Coty just reported substantial fiscal fourth-quarter losses
Cosmetics concern Coty Inc (NYSE:COTY) stepped into the earnings confessional this morning, reporting wider-than-expected fiscal fourth-quarter losses. Revenue also came in below Wall Street's estimates, and the company stated that the quarter and fiscal year alike were heavily impacted by the coronavirus pandemic. As a result, the shares of COTY are down 6.8% to trade at $3.58 this morning.
Today's slide puts Coty stock even closer to its mid-March all-time low of $3.02. Meanwhile, the equity is facing a 65.8% year-to-date-deficit.
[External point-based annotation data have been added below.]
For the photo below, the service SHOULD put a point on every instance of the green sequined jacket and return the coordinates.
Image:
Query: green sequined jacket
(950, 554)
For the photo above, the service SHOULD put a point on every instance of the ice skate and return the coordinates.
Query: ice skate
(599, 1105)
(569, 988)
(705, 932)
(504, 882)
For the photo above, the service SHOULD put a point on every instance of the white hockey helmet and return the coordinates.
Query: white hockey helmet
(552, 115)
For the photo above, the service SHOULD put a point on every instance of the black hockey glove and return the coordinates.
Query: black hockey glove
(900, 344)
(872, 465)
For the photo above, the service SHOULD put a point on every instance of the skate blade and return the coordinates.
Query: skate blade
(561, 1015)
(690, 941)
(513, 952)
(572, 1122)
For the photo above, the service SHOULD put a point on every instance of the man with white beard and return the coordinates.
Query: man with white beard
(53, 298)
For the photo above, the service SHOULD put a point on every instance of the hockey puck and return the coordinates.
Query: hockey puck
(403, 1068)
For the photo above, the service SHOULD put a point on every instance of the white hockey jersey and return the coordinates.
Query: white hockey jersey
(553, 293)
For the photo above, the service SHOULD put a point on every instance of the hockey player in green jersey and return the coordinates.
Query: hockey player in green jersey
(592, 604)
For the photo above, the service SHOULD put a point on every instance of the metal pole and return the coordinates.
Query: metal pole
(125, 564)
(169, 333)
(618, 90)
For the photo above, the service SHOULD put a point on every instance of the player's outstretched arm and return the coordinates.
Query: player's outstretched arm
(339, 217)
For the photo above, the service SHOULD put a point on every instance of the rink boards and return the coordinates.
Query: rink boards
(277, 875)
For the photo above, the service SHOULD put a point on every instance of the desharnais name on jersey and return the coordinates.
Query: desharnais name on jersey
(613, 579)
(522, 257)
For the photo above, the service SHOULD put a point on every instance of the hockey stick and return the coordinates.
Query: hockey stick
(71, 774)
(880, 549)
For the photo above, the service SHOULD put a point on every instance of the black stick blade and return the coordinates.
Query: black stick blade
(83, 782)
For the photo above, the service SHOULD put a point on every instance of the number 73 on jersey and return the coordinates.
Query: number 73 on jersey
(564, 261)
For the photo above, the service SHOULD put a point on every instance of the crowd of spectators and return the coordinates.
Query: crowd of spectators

Furthermore, the equity is facing more pressure from the 40-day moving average -- a trendline that's acted in such a capacity for the better part of a month.
Still, in the option pits, the equity sports 50-day call/put ratio volumes of 11.06 at the International Securities Exchange (ISE), Cboe Options Exchange (CBOE), and NASDAQ OMX PHLX (PHLX). This ratio ranks in the 74th percentile of their annual readings, meaning the appetite for long calls is slightly larger than usual.
Today's options pits are rather bearish, however, with nearly 2,000 puts crossing the tape in the first hour of trading alone -- 10 times the intraday average and volume pacing in the 99th percentile of its annual range. The most popular option is the weekly 8/28 3.50-strike put, followed by the weekly 9/4 4-strike put.
Options traders should note that COTY's Schaeffer's Volatility Index (SVI) of 97% ranks in the 11th percentile of its annual range. This means that near-term options traders are pricing in relatively low volatility expectations, a boon for premium buyers.